Molecular investigation of pyrolysis and thermal gasification pathways in polyethylene microplastics degradation

Polyethylene (PE) microplastics are a persistent environmental threat due to their widespread presence and potential for long-range transport. This study uses reactive molecular dynamics (ReaxFF) simulations to explore the atomic-level thermal degradation mechanisms of PE microplastics through pyrolysis and thermal gasification (TG). A key finding of the research is the comparison of activation energies for pyrolysis and TG. Results show that pyrolysis begins with chain scission, producing volatile compounds, while TG generates hydrogen, carbon monoxide, water, and small hydrocarbons. Oxygen plays a key role in controlling gas fractions during TG. The activation energy for pyrolysis is 315 kJ/mol, higher than TG, which ranges from 197 to 262 kJ/mol depending on oxygen content, indicating TG is a more efficient degradation pathway.
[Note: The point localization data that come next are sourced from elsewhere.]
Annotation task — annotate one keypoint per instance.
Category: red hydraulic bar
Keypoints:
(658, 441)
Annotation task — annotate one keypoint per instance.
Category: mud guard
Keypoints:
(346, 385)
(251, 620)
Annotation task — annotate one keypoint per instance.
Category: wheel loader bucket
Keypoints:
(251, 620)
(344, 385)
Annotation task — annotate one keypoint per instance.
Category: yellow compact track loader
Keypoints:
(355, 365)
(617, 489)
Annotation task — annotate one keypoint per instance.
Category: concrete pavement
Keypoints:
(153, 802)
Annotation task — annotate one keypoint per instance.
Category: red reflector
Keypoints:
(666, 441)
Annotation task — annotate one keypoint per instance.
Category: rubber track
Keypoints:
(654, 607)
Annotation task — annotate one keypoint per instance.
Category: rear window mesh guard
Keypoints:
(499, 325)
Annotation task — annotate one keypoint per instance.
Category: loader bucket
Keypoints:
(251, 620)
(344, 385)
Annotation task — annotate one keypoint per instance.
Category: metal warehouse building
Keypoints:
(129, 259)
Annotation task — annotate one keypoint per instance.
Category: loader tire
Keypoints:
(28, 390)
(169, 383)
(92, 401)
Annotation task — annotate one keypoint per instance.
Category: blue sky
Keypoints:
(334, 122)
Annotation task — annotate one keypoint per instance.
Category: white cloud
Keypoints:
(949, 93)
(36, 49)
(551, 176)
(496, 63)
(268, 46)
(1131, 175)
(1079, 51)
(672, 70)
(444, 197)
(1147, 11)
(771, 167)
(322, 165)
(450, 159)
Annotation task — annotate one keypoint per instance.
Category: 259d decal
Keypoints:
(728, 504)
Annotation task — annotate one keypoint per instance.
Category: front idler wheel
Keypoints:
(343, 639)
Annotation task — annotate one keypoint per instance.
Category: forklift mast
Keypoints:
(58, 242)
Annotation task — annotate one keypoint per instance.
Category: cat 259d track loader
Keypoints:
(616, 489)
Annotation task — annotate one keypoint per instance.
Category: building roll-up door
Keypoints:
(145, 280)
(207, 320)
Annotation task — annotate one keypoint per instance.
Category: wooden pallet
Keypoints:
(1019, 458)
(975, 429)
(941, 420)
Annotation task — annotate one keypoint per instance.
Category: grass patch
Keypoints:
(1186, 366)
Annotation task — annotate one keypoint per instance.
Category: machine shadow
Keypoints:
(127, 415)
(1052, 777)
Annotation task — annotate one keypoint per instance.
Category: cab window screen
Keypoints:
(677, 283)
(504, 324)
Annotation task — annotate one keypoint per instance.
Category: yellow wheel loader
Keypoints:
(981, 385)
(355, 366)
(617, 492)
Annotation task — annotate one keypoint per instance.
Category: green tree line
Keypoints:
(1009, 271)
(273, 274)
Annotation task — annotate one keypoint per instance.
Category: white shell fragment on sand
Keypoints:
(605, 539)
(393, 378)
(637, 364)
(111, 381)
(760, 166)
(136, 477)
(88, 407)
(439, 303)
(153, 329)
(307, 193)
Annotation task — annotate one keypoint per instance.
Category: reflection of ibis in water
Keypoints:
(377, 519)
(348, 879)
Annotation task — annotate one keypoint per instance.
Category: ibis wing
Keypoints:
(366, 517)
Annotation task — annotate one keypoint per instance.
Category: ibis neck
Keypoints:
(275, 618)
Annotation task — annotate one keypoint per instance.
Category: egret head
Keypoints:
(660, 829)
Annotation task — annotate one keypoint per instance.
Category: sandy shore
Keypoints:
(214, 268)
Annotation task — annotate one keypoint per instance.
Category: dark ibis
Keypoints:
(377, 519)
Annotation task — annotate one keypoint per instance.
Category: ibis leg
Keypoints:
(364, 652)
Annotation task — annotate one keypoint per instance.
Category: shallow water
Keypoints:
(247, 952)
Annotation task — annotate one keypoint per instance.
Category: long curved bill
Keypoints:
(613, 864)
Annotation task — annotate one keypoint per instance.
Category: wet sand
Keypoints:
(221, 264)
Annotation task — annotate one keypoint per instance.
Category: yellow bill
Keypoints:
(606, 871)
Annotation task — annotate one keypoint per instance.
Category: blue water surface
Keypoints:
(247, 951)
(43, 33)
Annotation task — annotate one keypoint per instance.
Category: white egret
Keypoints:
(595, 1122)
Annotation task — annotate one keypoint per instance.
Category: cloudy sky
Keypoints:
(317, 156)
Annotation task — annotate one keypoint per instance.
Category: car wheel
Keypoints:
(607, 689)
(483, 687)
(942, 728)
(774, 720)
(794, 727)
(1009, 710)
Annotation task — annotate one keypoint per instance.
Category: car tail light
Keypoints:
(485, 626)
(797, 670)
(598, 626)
These findings offer molecular insights into PE microplastic degradation, aiding the development of targeted remediation strategies and advancing research on microplastic waste treatment. • Reactive molecular dynamics explored pyrolysis and thermal gasification of PE microplastics at the atomic level. • Early pyrolysis stages show chain scission and volatile formation, key for remediation strategies. • Oxygen levels in thermal gasification control gas fraction, offering pathway optimization potential. • Thermal gasification has lower activation energy than pyrolysis, enhancing its efficiency for PE degradation.